12. Placentia (1942-1996) – Remplacé par le centre de santé Placentia Health Care Centre en 1996. Souvent inondé, le vieux bâtiment a été démoli.

13. Brookfield (1944-1992) – À la suite de nombreuses rénovations et des modifications apportées à la gestion des soins de santé, il était toujours en activité en 2010, mais sous le nom de Brookfield-Bonnews Health Centre.

14. Gander (1946-1964) – L'édifice est construit en 1941 par l'Aviation royale canadienne et porte par la suite le nom de Banting Memorial Hospital. Le pavillon hospitalier ferme ses portes à l'ouverture de l'hôpital James Paton Memorial en 1964.

15. Botwood (1946-1989) – Construit en 1942 par l'Armée canadienne et repris par le gouvernement de Terre-Neuve en 1946. Il reste en activité jusqu'en 1989, année de l'ouverture du centre de santé Dr. Hugh Twomey Health Care Centre de Botwood.

16. Channel-Port aux Basques (1952-1984) – Début de ses activités en 1952. C'est le premier pavillon hospitalier construit après l'entrée de la province dans la Confédération. Remplacé en 1984 par le nouveau centre de santé Dr. Charles L. LeGrow Health Care Centre.

17. Fogo (1952-2004) – Début de ses activités en septembre 1952. C'est le deuxième pavillon hospitalier construit par le gouvernement terre-neuvien et le dernier qui a fermé ses portes, à l'exception de ceux de Brookfield et Springdale, toujours actifs en 2010. En 2004, il est remplacé par le centre de santé Fogo Island Health Care Centre. L'édifice original a été démoli en 2007.

18. Springdale (1952-1977) – Début de ses activités en novembre 1952. C'est le dernier qu'a construit le gouvernement de la province. Il est rebaptisé Green Bay Community Health Centre en 1977. Il était toujours actif en 2010.
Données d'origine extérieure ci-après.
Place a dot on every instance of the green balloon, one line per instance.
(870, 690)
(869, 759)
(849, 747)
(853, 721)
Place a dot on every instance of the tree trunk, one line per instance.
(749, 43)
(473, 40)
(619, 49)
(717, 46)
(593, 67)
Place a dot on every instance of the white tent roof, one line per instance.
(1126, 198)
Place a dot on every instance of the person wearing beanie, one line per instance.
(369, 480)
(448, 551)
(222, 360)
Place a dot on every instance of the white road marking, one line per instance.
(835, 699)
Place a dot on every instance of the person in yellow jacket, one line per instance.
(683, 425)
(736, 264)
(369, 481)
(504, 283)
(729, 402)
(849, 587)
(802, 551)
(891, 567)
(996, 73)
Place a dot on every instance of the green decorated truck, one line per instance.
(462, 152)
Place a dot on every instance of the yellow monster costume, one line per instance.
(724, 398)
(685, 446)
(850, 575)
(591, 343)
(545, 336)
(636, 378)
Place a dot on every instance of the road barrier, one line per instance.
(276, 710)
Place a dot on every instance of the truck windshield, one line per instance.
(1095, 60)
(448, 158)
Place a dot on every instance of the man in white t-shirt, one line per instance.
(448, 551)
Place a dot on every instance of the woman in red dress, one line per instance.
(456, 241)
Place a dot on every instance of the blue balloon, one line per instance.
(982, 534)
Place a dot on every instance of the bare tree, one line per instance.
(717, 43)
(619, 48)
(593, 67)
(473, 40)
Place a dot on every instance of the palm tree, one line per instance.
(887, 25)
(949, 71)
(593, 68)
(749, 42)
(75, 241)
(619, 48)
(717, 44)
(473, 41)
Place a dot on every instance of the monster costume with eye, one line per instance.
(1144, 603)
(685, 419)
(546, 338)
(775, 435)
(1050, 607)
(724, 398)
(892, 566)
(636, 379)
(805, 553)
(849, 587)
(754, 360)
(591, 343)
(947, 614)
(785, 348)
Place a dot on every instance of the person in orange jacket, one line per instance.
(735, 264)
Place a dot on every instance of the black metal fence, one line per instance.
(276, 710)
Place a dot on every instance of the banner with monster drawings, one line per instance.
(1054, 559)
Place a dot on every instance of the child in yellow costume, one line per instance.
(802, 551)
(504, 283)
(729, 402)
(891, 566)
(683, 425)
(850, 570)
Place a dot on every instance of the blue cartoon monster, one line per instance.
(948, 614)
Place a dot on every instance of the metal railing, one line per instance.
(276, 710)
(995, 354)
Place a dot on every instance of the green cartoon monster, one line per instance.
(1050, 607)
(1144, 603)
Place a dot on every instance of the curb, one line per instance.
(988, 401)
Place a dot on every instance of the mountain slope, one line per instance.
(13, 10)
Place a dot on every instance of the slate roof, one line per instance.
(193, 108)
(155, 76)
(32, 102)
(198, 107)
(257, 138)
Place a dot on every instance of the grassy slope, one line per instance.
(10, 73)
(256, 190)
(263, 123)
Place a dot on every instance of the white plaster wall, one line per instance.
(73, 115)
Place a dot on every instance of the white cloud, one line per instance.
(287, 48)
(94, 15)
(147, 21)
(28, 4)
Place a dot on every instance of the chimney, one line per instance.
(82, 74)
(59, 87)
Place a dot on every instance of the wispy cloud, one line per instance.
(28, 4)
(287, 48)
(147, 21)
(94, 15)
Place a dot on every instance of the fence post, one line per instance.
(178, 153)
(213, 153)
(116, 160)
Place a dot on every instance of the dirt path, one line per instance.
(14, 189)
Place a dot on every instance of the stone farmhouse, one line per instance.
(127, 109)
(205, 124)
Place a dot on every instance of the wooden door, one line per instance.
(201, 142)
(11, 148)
19. St. Lawrence (1954-1994) – Le gouvernement américain en finance la construction afin de commémorer les victimes du naufrage des navires Pollux et Truxtun et de remercier les habitants qui ont sauvé les survivants. En 1954, le United States Memorial Hospital à St. Lawrence ouvre donc ses portes. Il met un terme à ses activités hospitalières en 1989. L'urgence reste en fonction jusqu'à l'ouverture en 1994 du nouveau centre de santé United States Memorial Health Centre. L'édifice a été démoli plus tard.